28.04.2010
Amflora und die Gefahren der „Leugnung“ von Wissenschaft
Von David Fahnert
Im TED-Talk spricht der Redakteur des „New Yorker“ Michael Specter über irrationale Ängste vor Wissenschaft und Technik.
Jüngst wurde in Deutschland erstmals die Amflora-Kartoffel angebaut. Die Auspflanzung geschah unter Polizeischutz, weil Gentechnikgegner zu „Widerstand“ aufgerufen hatten. Ihre Hauptkritik richtet sich gegen ein Markergen, das sich in der Kartoffel befindet und eine Resistenz gegen das Antibiotikum Kanamycin besitzt. Antibiotikaresistenzen sind ein Problem in der Medizin. Biotechnlogische Markergene wie bei der Amflora haben hierauf jedoch keinen Einfluss. Wie die Europäische Behörde für Lebensmittelsicherheit (EFSA) feststellte, ist „eine Übertragung eines Markergens von GV-Pflanzen auf Bakterien [...] bisher weder unter natürlichen Bedingungen, noch im Labor nachgewiesen worden“. Die große Gefahr, die diese Knolle in den Augen der Gentechnikgegner darstellen soll, lässt sich also mit wissenschaftlichen Methoden nicht belegen. Es geht um irrationale Ängste, und das wissen offenbar auch prominente Gegner. In der Tageszeitung „Die Rheinpfalz“ hieß es am 20.4.2010 über Informationen eines Greenpeace-Verantwortlichen: Das Antibiotika-Resistenzgen in Amflora sei zugegebenermaßen kein großes Risiko, aber ein Hebel, um ein nationales Anbauverbot zu erreichen. So viel zur Seriosität der Angstkampagnen.

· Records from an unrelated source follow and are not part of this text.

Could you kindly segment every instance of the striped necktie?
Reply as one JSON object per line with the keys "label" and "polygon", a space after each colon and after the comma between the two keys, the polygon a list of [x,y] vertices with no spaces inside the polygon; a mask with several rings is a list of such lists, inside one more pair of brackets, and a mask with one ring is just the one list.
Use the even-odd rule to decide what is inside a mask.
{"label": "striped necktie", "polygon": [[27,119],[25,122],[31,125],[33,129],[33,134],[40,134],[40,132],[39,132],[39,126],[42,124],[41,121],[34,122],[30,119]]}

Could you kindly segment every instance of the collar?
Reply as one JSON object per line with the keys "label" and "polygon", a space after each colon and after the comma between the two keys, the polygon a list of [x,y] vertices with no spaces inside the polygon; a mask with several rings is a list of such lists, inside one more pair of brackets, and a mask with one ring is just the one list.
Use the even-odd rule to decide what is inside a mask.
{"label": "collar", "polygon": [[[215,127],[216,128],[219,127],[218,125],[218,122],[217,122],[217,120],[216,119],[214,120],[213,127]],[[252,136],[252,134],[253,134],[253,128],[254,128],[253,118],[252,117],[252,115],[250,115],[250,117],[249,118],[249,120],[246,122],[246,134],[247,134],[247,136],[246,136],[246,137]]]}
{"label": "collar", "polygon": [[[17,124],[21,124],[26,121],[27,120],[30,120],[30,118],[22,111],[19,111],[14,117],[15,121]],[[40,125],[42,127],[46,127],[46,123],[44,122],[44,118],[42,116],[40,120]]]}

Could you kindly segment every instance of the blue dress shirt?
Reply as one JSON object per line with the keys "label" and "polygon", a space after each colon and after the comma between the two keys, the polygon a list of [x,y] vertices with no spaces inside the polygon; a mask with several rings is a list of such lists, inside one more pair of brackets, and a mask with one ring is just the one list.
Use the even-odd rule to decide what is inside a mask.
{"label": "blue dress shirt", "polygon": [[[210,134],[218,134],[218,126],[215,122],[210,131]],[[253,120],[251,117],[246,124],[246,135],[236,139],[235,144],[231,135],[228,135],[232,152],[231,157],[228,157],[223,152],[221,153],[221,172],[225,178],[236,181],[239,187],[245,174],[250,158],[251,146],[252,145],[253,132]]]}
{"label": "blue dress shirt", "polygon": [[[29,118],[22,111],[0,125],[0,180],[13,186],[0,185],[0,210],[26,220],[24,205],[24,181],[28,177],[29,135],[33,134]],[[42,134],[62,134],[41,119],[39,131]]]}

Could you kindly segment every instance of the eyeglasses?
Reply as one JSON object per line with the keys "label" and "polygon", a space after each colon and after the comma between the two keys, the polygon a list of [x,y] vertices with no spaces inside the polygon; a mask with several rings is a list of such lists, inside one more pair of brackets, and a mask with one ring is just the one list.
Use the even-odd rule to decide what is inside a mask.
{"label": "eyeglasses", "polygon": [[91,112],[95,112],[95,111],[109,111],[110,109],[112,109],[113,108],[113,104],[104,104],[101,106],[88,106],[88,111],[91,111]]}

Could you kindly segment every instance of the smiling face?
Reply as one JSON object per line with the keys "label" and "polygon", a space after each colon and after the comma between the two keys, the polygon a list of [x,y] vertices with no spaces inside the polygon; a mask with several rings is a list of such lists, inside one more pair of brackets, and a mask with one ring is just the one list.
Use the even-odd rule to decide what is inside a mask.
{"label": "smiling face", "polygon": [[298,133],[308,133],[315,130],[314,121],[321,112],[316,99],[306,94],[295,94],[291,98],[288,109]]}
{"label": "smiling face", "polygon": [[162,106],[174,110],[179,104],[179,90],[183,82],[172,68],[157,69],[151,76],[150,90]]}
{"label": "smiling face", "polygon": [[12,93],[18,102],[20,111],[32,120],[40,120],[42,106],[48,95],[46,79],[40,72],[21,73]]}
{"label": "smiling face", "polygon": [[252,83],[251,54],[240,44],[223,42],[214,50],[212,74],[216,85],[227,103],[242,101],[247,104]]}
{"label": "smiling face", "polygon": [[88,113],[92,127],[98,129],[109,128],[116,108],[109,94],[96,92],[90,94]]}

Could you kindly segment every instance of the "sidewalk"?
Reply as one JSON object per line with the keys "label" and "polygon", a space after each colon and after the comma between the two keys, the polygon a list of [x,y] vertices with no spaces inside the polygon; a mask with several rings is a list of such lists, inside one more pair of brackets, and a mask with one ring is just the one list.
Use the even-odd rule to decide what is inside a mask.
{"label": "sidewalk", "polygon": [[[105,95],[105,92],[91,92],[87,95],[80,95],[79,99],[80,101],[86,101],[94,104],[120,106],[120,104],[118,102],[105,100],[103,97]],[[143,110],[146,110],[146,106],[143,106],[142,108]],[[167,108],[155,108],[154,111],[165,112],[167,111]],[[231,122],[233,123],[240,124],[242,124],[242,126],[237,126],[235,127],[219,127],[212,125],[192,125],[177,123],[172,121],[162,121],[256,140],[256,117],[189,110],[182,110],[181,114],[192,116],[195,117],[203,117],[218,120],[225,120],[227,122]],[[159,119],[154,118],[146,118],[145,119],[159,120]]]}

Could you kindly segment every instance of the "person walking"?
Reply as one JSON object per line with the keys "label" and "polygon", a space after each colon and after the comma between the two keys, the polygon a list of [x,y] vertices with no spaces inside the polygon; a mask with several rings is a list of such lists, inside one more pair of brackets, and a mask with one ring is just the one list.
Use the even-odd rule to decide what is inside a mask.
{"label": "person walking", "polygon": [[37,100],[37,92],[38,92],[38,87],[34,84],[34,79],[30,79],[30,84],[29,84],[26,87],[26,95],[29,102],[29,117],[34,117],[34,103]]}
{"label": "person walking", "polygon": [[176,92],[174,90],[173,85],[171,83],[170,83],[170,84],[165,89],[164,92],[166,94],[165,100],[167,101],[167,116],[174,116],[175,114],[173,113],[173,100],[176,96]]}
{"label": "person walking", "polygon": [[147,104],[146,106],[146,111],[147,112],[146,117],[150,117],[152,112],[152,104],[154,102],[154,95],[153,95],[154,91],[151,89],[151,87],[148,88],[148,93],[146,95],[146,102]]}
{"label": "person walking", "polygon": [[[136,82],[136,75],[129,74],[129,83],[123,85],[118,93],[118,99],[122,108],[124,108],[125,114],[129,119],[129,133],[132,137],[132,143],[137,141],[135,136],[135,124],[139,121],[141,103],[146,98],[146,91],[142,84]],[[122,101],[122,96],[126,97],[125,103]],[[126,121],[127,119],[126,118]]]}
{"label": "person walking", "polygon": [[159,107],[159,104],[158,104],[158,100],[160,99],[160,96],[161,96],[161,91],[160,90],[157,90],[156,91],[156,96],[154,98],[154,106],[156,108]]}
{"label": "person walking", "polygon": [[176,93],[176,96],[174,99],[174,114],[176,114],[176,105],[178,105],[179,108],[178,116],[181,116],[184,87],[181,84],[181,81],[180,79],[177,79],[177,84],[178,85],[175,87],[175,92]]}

Mit unfundierten Aussagen von Gentechnikgegnern, mit tödlich endender Impfmüdigkeit und dem Hype um Lebensmittel aus dem Ökolandbau setzt sich Michael Specter in seinem empfehlenswerten, ca. 15-minutigen TED-Talk „The danger of science denial“ auseinander. Specter geht der Frage nach, wie es sein kann, dass heutzutage so viele Menschen glauben, in der Vergangenheit sei vieles besser gewesen und die Zukunft beschere uns reihenweise Desaster. Und das, obwohl wir auf Grund wissenschaftlichen, technischen und gesellschaftlichen Fortschritts nach Kriterien wie Gesundheit, Wohlstand, Sterblichkeit, Mobilität oder individuellen Entfaltungsmöglichkeiten in einer immer besseren Welt leben.
Tiefere Einblicke in die Argumentation des vielfach ausgezeichneten Journalisten liefert sein aktuelles Buch „Denialism: How Irrational Thinking Hinders Scientific Progress, Harms the Planet, and Threatens Our Lives“. Seine These: Nicht der Fortschritt ist gefährlich, sondern Kräfte, die ihn zu behindern versuchen. Ohne wissenschaftlichen Fortschritt wären die Erkenntnisse, mit denen unser Leben so angenehm wurde, nicht möglich gewesen. Der Wissenschaftsjournalist, der für die „New York Times“ und die „Washington Post“ schreibt, kritisiert fundiert, warum sich der aktuelle Fortschrittspessimismus gegen den Menschen und letztlich sogar auch gegen die Natur richtet. Zudem kritisiert er, dass Wissenschaft immer weniger dem puren Erkenntnisgewinn diene, sondern mehr und mehr zum Werkzeug politischer Organisationen verkommen sei, was den Skeptizismus nur weiter nähre. Specter empfiehlt in einer angenehmen und undogmatischen Sprache, bei der Forschung nicht immer nur die theoretischen Risiken in Betracht zu ziehen, sondern den kaum zu erfassenden Nutzen für Mensch und Natur.